Staff of Gaelectric

Although the Irish government is struggling to keep the Irish economy afloat, some Irish entrepreneurs are thriving. Breast implant maker GC Aesthetics and energy company Gaelectric raised $30 million and $18 million respectively, while Creganna-Tactx Medical was bought in a deal that values the company at $304.7 million.  
GC Aesthetics, which is backed by Irish businessman Bill McCabe, who previously founded Riverdeep and Smartforce, got it’s investment from California-based venture capital  firm Montreux Equity Partners last week. The money will be used to expand the company.
Ken Pearce, GC’s CEO, said “Montreux is dedicated to building and investing in healthcare leaders. This investment allows us to expand the global reach of our products in this rapidly growing sector.”

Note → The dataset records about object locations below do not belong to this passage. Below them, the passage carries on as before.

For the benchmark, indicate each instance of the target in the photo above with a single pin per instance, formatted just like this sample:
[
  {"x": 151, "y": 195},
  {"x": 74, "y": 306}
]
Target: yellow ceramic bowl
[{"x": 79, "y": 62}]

Daniel K. Turner III, the managing director at Montreux, said, “GCAL has established a global leadership position in the aesthetic medical device industry.”

GC’s products are sold in 90 countries around the world, including parts of Europe, Asia, and South America.
Gaelectric, which has operations in America and Europe, raised $19 million in funding from European private equity sources, and plans to develop wind energy plants in Montana.
Gaelectric’s president of North American operations, Eamonn McGrath, said: “States like Montana, which have high quality wind regimes and that have historically confronted sizeable transmission development barriers, will now reap that value in a shorter timeframe.”
“Gaelectric is the first wind developer in Montana to book transmission capacity at a scale which will allow renewable power to be exported from some of Montana's highest wind energy sites directly to markets in the Pacific Northwest,” he said. “We see this investment as both an important endorsement of Gaelectric's vision of developing wind projects and as an initiative which will start a process to unlock the tremendous wind resource of the mid-west."

Gaelectric was founded in 2004 and entered the U.S. market two years later, in 2006.
Meanwhile, Creganna-Tactx Medical was bought in a deal that values the business at more than $300 million.

Creganna had been owned by the Quinn family and Altaris Capital Partners but they are selling the majority of their share to private equity firm Permira.
Creganna makes component parts for medical devices such as cathaters and speciality needles for more than 240 companies and has manufacturing sites in Ireland, the United States, Singapore and Korea.